Image Arithmetic is where you take two images, do calculations on their color channels, and get a new resulting image that is a combination of the two. These operations can be done with the Arithmetic tool in Paint Shop Pro, or "Calculations" in Photoshop.

This should be a pretty easy article with simple code and more looking at images.

NOTE: As mentioned at the end of the Light and Color tutorial, it is best to do these operations in linear RGB, so gamma correction before and after the operations below is reccommended for real world applications.

The Code

Here follows the code that loads in .png images and allows you to do the arithmetic and display them.

The .png images are in the /pics folder and called photo1.png, photo2.png and photo3.png. You can download them here.

These are the source images in lower quality. They're taken while hiking in the Belgian Ardennes.



Here's the code, it should be very straightforward. In the double loop that performs the image arithmetic, currently the formulas for "average" are filled in, replace this part of the code by the code given in the next sections.

int main(int argc, char *argv[])
{
  unsigned long w = 0, h = 0;
  //declare image buffers
  std::vector<ColorRGB> image1, image2, image3, result;

  //load the images into the buffers. This assumes all have the same size.
  loadImage(image1, w, h, "pics/photo1.png");
  loadImage(image2, w, h, "pics/photo2.png");
  loadImage(image3, w, h, "pics/photo3.png");
  result.resize(w * h);

  //set up the screen
  screen(w,h,0, "Image Arithmetic");

  //do the image arithmetic (here: 'average')
  for(int y = 0; y < h; y++)
  for(int x = 0; x < w; x++)
  {
    result[y * w + x].r = (image1[y * w + x].r + image2[y * w + x].r) / 2;
    result[y * w + x].g = (image1[y * w + x].g + image2[y * w + x].g) / 2;
    result[y * w + x].b = (image1[y * w + x].b + image2[y * w + x].b) / 2;
  }

  //draw the result buffer to the screen
  for(int y = 0; y < h; y++)
  for(int x = 0; x < w; x++)
  {
    pset(x, y, result[y * w + x]);
  }

  //redraw & sleep
  redraw();
  sleep();
}

Note that you could also use "result[y * w + x] = (image1[y * w + x] + image2[y * w + x]) / 2" instead of doing it for every color component separately, but this notation doesn't work for all examples.

Add

Addition is when you add the corresponding color channels of the images to each other. Each color component is a number between 0 and 255, so if the sum of the two colors becomes higher than 255, it has to be truncated to 255 again, by taking the minimum of the result and 255. Copypaste this into the arithmetic loop and run it to see the result of the sum of the two photos.
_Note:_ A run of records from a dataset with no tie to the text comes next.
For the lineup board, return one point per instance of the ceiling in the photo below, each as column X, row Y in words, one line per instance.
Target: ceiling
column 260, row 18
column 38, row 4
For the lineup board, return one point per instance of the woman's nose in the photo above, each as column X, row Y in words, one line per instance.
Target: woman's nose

    result[y * w + x].r = min(image2[y * w + x].r + image3[y * w + x].r, 255);
    result[y * w + x].g = min(image2[y * w + x].g + image3[y * w + x].g, 255);
    result[y * w + x].b = min(image2[y * w + x].b + image3[y * w + x].b, 255);



The sky of the second photo is so bright, that adding the color components of the other image makes it so bright that the colors are truncated to 255 and thus extremely white. You can still recognize the cows in the bottom part of the image though.

Instead of doing this for all three the channels, you can also do it on only one color channel, but that would generate an excessive amount of screenshots here ;)

Subtract

Subtraction works in a similar way, but now you have to truncate negative results to 0.

    result[y * w + x].r = max(image2[y * w + x].r - image1[y * w + x].r, 0);
    result[y * w + x].g = max(image2[y * w + x].g - image1[y * w + x].g, 0);
    result[y * w + x].b = max(image2[y * w + x].b - image1[y * w + x].b, 0);



The cow picture is the one subtracted from the horses, so the cow picture's colors become negative. That explains the purplish colors. The bright sky subtracted from the flower makes the whole upper part pitch black.

The order of subtraction is important, you get this if you subtract the second from the third instead:


Difference

Difference is almost the same as subtract, only now instead of truncating negative values, you take their absolute value. So you get the difference between the colors of both images.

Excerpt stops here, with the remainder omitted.